Back when Luke was in elementary school, not one but two of his friends had spent a long string of overnights with us while their mothers had chemo. We’d registered and paid for one of Shannon’s friends to take the SATs and helped her apply to colleges because her parents were embroiled in the first stages of a bitter divorce and refused to take responsibility for anything.
Done. Finished. Over it. If there were a pill for selfishness, I’d totally take it. I wanted to be one of those women who spent the whole day thinking
me, me, me
. I’d fill my days with massages, manicures, shopping, maybe even some minor plastic surgery.
I finished my latte and lobbed the cup into a barrel. I walked back to Starbucks and ordered a bacon, gouda cheese, and egg white frittata on an artisan roll, and a Grande Caffè Mocha.
When I handed the homeless woman the bag and the take-out coffee cup, I couldn’t quite look at her.
“Thank you,” she whispered. She put the hot cup on the ground and kept one hand on the bag, as if I might change my mind and try to take it back.
“You’re welcome,” I said as I walked away.
I wasn’t going to think about her anymore.
I
REVERSED DIRECTION
and walked past the hotel. I picked up my pace and started swinging my arms as I practiced reading Josh the riot act in my head. Then I made a U-turn and marched straight to the hotel.
I turned the key in the lock and karate kicked the door open.
The lobby was empty.
Somehow I thought Josh would be standing there, that I’d catch him red-handed with the other woman in his arms.
Maybe they were still in bed. I pictured myself going from room to room, kicking open each door until I found them naked and quivering in fear. But I didn’t know where the guest room keys were, and even at a glance I could tell the doors were too high quality to kick in on my own.

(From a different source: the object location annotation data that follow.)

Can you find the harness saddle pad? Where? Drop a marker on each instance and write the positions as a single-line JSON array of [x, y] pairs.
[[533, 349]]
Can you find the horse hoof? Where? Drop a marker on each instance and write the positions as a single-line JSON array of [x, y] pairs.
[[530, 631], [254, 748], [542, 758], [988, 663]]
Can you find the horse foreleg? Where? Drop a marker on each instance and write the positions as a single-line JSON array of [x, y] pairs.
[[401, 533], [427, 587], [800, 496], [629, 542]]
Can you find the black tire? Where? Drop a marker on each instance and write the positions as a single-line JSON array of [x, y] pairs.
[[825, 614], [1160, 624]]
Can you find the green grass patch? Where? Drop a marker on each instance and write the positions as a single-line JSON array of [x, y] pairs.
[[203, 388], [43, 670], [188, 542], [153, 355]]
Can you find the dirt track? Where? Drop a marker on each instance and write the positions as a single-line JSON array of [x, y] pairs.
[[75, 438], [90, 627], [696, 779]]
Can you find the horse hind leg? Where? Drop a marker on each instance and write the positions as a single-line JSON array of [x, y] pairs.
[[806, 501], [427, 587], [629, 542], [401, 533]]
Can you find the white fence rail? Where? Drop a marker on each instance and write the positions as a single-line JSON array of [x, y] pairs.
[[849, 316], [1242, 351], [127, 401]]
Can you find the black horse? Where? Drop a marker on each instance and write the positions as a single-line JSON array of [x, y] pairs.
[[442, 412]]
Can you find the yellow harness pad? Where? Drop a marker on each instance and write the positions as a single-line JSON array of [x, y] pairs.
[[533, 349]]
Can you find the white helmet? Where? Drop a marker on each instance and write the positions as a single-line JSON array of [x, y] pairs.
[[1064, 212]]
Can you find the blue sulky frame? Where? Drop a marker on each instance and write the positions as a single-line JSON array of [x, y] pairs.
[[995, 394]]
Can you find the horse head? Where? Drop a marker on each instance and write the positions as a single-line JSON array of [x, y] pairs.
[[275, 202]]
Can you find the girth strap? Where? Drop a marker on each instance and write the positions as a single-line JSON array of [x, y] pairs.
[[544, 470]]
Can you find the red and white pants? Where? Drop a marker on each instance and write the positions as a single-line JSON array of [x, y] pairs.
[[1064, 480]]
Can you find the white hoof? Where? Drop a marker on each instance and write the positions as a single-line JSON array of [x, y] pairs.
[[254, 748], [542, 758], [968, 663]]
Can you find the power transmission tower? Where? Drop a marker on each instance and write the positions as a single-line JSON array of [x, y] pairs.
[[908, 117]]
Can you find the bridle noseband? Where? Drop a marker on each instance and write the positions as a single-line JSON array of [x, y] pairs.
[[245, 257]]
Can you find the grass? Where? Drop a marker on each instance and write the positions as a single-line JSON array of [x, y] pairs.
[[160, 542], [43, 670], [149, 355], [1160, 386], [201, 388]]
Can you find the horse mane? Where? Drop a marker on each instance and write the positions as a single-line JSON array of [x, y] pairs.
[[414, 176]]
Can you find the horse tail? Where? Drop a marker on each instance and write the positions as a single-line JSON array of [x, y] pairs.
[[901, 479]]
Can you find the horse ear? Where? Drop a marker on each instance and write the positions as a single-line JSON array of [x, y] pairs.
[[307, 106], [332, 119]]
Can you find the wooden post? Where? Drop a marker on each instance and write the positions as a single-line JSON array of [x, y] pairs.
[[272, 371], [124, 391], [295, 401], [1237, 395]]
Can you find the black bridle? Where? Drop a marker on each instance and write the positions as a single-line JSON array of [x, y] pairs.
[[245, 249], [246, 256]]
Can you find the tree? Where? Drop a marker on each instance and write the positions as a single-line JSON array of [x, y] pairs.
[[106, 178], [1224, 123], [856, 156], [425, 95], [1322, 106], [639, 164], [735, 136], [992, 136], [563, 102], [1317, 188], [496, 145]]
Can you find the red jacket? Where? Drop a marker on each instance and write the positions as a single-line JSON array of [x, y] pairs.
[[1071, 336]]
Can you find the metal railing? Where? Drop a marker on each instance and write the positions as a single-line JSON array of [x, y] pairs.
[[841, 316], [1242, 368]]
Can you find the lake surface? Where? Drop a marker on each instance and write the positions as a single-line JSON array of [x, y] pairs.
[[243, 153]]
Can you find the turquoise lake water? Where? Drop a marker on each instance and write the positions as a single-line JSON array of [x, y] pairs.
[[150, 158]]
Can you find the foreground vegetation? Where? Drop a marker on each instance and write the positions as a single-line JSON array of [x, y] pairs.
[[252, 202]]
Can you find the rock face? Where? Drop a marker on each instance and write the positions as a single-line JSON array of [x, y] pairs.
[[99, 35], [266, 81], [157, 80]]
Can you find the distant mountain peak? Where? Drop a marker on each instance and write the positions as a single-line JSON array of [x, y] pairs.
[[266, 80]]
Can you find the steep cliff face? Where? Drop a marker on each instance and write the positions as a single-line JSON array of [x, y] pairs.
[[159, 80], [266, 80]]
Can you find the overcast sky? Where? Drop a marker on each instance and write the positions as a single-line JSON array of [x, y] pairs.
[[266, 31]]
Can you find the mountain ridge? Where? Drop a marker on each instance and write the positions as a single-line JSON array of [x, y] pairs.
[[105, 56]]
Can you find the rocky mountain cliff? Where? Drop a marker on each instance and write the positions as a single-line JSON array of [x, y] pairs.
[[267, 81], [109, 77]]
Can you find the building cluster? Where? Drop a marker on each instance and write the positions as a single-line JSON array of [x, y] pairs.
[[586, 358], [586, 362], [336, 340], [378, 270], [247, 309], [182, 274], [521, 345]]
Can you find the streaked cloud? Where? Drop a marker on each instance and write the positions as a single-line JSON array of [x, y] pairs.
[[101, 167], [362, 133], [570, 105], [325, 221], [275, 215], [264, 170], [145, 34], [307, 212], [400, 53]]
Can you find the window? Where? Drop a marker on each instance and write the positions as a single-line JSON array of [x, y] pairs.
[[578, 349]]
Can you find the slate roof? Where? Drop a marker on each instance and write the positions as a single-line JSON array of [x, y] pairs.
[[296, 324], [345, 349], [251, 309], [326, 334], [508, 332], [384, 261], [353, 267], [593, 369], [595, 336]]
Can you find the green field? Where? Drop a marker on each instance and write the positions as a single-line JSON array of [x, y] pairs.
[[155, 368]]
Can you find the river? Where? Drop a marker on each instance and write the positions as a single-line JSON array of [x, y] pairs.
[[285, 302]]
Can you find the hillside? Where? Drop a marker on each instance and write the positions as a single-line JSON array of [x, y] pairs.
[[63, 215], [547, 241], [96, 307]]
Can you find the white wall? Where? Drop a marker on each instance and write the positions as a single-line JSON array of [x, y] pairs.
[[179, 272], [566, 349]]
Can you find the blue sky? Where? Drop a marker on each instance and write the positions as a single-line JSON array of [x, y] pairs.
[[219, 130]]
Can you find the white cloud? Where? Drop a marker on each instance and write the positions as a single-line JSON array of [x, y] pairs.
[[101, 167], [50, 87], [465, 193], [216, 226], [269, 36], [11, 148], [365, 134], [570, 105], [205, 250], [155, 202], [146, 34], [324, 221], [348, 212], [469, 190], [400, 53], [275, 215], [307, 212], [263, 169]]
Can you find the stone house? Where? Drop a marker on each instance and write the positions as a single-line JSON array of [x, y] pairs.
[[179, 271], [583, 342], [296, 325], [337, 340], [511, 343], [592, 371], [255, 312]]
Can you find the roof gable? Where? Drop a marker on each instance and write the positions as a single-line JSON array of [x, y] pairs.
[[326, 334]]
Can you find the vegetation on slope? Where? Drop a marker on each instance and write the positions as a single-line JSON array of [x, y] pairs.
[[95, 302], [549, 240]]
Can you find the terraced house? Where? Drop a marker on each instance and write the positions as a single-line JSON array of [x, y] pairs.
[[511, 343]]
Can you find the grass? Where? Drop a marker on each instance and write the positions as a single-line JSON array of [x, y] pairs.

I perused the immediate area, looking for clues. Two snifters still perched on the bar, one dotted with sticky brown Kahlúa residue, and the other with about an inch of liquid in the bottom. Judging by the make of the glasses and their position on the bar, they appeared to be Josh’s and mine from Friday.
But perhaps this was simply the spot where Josh lured all his women:
Hey, what’s a nice girl like you doing in a place like this? Can I buy you a drink, baby? What sign are you? Would you like to come upstairs and see my etchings?
I held the glass that may or may not have been mine up to what little light there was in the dark bar. I wasn’t sure what telltale signs I was looking for. A shade of lipstick that only a home-wrecking, boyfriend-stealing slut would wear? That wasn’t fair. The poor woman probably thought he was unattached. I mean, Tiger Woods, Jesse James, or Josh, who’s really at fault here? So what if the women aren’t perfect—porn stars can be victims, too.